結局何かの目的で僕に近付いたのだろうなとーー今まで己に近付いてくる人間といえばーーレンリはどこか冷めた気持ちで二人を見た。
ラルトスは機敏にそれを感じ取ったらしく、そっと服の裾を摘む。
(大丈夫だよ、慣れているから)
「……平穏をお望みですか?」
突飛な言葉にギクリとする。
「まあ……そんなものがあるのなら」
「先生。どうしましょうか。私は、叶えてあげたいと思うのですが」
「好きにしたまえ」
「それでは、できる範囲で」
「…………は?」
まるでウソのような会話がなされたのを最後に、レンリの意識はそこで途絶えた。
寮に戻った記憶がないにもかかわらず自室に帰っていたレンリは、都合のいい夢だったのかもしれないとベッドに横たわり、隣で眠るラルトスに微笑む。
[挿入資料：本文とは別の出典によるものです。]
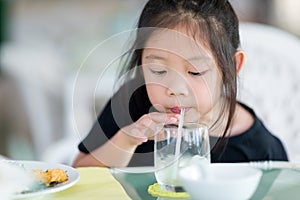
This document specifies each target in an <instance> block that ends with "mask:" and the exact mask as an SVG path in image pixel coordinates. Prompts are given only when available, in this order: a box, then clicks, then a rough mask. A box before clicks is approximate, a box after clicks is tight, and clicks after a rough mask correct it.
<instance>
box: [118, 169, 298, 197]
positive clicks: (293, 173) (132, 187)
mask: <svg viewBox="0 0 300 200" xmlns="http://www.w3.org/2000/svg"><path fill="white" fill-rule="evenodd" d="M113 175H114V177H115V178H116V179H117V180H118V181H119V182H120V183H121V184H122V186H123V187H124V189H125V190H126V192H127V194H128V195H129V196H130V197H131V198H132V199H134V200H136V199H137V200H138V199H141V200H154V199H160V200H161V199H162V198H157V197H152V196H151V195H150V194H148V192H147V189H148V186H149V185H151V184H153V183H155V181H156V180H155V176H154V173H153V172H148V173H137V174H135V173H126V172H122V171H114V172H113ZM299 198H300V169H297V170H293V169H271V170H263V176H262V178H261V181H260V183H259V186H258V187H257V190H256V192H255V193H254V195H253V196H252V198H251V200H261V199H269V200H270V199H272V200H277V199H278V200H282V199H299ZM163 199H166V198H163ZM173 200H174V199H173Z"/></svg>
校内放送をラジオのようにうとうとと聞いた。
朝に目を覚まし、彼が半ば絶望のようなものを感じて昨日と同じようにポケデミアの門を叩くと、自分の姿を目にした学生たちも、教師たちも、まるで彼の姿に関心がないかのような振る舞いをするのであった。
不気味な景色に驚愕しながら、教室まで無事にたどり着いたレンリは、隣の席の生徒に自分から話しかけねばならなかった。
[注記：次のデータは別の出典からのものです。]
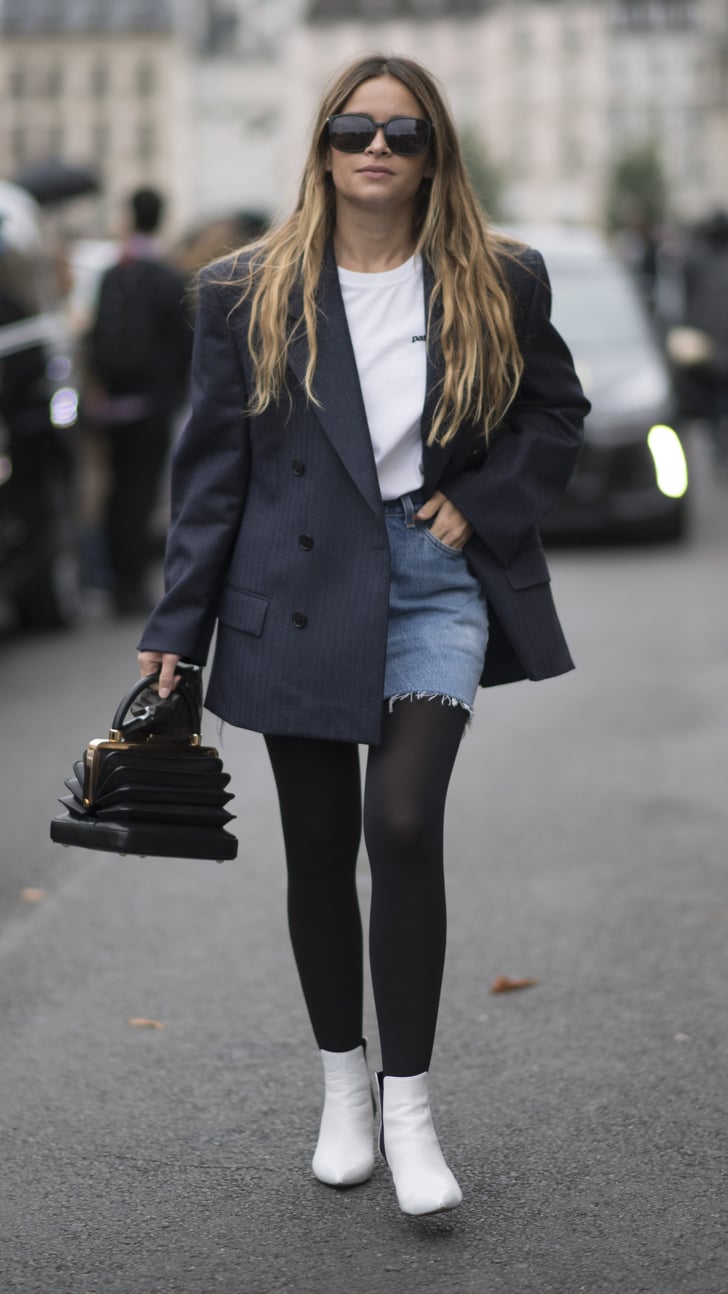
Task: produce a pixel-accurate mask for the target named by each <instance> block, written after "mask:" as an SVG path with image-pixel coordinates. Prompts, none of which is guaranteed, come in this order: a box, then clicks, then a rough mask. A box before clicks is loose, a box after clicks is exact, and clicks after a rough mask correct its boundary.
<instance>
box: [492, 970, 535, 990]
mask: <svg viewBox="0 0 728 1294" xmlns="http://www.w3.org/2000/svg"><path fill="white" fill-rule="evenodd" d="M537 983H538V980H529V978H528V977H526V978H522V980H511V978H509V976H507V974H499V976H497V977H495V980H494V981H493V983H491V985H490V991H491V992H512V991H513V989H533V986H534V985H537Z"/></svg>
彼女は「レンリくん、おはよう」と軽い挨拶を交わすと、読書に手をつける。
「……そんなに見られると、びっくりしちゃうわ」
「!?」
昨日はあれほど委員長と隣の席という特権を利用して、やれ教科書を貸すとか移動教室について回ってきた彼女、ハンナである。
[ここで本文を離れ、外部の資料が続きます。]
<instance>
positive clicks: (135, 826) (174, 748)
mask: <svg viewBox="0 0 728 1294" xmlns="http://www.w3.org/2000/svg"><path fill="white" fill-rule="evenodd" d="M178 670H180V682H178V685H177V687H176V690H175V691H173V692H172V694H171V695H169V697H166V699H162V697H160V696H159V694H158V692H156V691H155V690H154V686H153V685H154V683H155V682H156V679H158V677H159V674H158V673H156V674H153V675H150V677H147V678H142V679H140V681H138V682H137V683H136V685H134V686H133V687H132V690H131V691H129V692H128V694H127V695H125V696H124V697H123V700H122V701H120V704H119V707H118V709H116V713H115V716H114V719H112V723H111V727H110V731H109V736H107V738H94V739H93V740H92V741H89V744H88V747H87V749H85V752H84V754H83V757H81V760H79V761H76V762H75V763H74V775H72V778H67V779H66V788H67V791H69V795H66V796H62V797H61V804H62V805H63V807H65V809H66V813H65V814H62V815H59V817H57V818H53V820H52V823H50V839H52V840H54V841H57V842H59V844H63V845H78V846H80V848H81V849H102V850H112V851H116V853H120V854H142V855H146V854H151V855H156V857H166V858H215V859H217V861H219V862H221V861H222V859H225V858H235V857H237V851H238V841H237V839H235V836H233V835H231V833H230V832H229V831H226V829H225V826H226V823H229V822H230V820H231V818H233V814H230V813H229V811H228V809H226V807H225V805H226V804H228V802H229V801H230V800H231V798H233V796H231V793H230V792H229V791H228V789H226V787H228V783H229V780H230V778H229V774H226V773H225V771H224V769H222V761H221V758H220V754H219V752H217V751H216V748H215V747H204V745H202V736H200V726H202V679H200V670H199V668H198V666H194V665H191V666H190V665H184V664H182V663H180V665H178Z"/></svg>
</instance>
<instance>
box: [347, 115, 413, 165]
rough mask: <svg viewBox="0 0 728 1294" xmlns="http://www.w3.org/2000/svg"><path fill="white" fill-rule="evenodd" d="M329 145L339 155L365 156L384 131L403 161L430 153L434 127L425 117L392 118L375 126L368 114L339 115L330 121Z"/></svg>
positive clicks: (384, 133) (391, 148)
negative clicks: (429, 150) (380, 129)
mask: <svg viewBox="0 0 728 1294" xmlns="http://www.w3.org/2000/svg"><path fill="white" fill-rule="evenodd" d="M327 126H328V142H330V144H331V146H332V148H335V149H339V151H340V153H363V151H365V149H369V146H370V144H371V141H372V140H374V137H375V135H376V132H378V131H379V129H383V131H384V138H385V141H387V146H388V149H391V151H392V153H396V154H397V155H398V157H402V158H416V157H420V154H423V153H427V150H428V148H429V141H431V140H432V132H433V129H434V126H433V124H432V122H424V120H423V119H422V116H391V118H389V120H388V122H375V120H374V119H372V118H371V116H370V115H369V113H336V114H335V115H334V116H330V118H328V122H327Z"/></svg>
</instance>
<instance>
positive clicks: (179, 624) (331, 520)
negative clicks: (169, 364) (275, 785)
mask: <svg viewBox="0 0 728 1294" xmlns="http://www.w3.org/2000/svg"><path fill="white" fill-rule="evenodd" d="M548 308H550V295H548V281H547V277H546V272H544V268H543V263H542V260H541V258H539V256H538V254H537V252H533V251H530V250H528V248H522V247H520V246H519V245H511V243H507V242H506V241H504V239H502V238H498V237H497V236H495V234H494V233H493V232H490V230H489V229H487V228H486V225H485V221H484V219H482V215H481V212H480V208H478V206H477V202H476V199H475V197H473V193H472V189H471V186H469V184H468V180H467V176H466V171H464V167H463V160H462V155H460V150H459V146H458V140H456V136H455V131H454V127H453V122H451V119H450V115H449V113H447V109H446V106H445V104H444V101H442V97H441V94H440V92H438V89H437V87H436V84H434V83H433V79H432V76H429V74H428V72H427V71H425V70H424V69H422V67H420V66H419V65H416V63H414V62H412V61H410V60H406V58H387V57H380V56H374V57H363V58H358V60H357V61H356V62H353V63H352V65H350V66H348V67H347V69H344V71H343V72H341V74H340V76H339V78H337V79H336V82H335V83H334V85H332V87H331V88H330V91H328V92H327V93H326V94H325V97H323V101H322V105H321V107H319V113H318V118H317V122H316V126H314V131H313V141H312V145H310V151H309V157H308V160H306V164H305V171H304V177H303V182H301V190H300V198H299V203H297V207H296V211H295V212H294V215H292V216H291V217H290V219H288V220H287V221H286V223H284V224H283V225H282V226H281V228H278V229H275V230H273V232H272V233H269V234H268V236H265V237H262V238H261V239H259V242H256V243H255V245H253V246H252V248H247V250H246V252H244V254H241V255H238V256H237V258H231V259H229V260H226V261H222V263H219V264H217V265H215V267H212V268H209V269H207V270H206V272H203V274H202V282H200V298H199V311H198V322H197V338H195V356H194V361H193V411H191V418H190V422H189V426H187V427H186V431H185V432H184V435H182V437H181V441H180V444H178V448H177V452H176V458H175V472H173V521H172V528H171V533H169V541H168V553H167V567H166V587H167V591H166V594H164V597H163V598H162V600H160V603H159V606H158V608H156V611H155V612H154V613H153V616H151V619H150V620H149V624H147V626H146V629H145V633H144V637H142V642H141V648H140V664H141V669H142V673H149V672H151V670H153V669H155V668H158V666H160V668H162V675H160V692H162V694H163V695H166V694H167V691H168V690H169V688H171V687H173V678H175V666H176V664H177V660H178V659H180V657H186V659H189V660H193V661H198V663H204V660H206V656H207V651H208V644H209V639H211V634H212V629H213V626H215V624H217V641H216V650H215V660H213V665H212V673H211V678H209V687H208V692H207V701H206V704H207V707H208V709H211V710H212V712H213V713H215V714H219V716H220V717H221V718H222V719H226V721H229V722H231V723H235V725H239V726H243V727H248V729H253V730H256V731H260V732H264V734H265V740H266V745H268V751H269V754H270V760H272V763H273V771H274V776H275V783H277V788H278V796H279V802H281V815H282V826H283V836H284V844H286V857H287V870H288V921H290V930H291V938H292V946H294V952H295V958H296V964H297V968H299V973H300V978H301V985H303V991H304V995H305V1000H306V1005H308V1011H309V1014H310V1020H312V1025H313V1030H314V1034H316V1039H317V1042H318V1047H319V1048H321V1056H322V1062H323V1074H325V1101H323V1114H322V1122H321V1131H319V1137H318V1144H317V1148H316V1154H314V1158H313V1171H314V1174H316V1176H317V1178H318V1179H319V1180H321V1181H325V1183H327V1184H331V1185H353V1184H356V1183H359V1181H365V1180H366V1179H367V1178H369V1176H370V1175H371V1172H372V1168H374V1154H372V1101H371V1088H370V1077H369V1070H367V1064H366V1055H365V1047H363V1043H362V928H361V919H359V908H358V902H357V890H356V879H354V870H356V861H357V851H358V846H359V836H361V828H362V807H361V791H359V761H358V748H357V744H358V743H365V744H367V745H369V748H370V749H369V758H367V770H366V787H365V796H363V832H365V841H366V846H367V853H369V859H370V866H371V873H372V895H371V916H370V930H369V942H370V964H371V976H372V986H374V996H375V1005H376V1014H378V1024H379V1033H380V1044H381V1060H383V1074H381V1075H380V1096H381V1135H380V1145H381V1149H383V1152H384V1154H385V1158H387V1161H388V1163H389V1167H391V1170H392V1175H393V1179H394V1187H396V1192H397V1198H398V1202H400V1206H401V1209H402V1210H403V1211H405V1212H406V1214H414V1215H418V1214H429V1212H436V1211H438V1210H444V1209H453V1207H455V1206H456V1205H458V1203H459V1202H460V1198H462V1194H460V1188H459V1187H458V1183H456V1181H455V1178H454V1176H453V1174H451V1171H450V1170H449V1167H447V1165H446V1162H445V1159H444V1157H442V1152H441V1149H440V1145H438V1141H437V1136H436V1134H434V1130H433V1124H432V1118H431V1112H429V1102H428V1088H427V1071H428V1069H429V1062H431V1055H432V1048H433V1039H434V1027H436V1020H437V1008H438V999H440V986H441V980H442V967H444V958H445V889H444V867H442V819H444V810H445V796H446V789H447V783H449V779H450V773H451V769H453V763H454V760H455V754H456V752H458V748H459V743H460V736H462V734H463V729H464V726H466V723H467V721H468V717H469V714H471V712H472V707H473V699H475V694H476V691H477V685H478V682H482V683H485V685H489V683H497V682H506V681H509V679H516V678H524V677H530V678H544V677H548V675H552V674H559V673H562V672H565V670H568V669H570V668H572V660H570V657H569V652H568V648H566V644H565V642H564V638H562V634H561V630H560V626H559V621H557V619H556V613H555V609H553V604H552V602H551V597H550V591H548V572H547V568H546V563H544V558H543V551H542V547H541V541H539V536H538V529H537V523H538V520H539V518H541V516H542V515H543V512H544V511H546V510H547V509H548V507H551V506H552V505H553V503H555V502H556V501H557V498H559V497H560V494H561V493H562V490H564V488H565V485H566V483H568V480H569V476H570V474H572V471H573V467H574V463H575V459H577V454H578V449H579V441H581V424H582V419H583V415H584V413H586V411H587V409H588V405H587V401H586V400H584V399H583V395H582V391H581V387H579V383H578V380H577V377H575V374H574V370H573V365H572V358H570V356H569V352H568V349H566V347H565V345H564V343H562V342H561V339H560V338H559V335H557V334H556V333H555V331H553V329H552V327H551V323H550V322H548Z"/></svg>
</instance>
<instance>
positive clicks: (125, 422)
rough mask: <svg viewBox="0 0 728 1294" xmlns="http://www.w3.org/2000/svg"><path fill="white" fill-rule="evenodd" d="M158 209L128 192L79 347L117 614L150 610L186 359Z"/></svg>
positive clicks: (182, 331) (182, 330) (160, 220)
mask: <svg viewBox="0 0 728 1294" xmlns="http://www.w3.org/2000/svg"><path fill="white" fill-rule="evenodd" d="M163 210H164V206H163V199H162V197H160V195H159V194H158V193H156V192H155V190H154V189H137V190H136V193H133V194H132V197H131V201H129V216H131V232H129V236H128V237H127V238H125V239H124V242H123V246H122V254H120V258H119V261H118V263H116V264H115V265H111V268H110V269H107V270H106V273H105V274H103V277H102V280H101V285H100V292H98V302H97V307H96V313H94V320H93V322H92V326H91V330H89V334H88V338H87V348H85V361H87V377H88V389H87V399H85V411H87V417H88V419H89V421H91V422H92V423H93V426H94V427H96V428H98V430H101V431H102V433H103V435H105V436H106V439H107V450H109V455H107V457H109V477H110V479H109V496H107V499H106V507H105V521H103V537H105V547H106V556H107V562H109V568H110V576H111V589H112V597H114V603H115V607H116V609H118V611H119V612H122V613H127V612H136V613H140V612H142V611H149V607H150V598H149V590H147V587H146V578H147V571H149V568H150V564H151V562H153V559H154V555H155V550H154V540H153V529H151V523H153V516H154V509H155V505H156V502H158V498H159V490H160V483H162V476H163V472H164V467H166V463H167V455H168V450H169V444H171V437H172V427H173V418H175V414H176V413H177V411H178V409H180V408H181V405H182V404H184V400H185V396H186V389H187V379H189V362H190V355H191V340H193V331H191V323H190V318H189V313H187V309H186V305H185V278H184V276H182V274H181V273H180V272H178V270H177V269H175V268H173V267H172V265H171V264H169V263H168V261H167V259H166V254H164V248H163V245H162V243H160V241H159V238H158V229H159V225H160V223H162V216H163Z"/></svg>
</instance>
まじまじと見つめていたレンリはハッとして、自然を装って会話を続ける。
「ごめんね、少し聞きたいことがあって……」
「そうなんだ? あっ、レンリくん、昨日転入してきたばっかりだもんね……なんでも聞いて?」
「……1-Pの教室って、どこかな?」
シャラが担任だという教室の名を出し、反応を伺った。
少女の顔はよろしくない。
「……1-Pには、近付かないほうがいいわ」
「どうして?」
「どうして、って……彼らはちょっと、”あれ”っていうか」
ハンナが口を開ききる前に、担任の教師が現れホームルームの開始を告げる。
急ぎレンリは彼女の方へ話を促すが、この話はおしまいだと首を振られてしまう。
おかしな状況と、おかしな人たち。
僕の日常は、何が正しく何が正しくないのだろうかーーレンリは、殆混乱してしまっていた。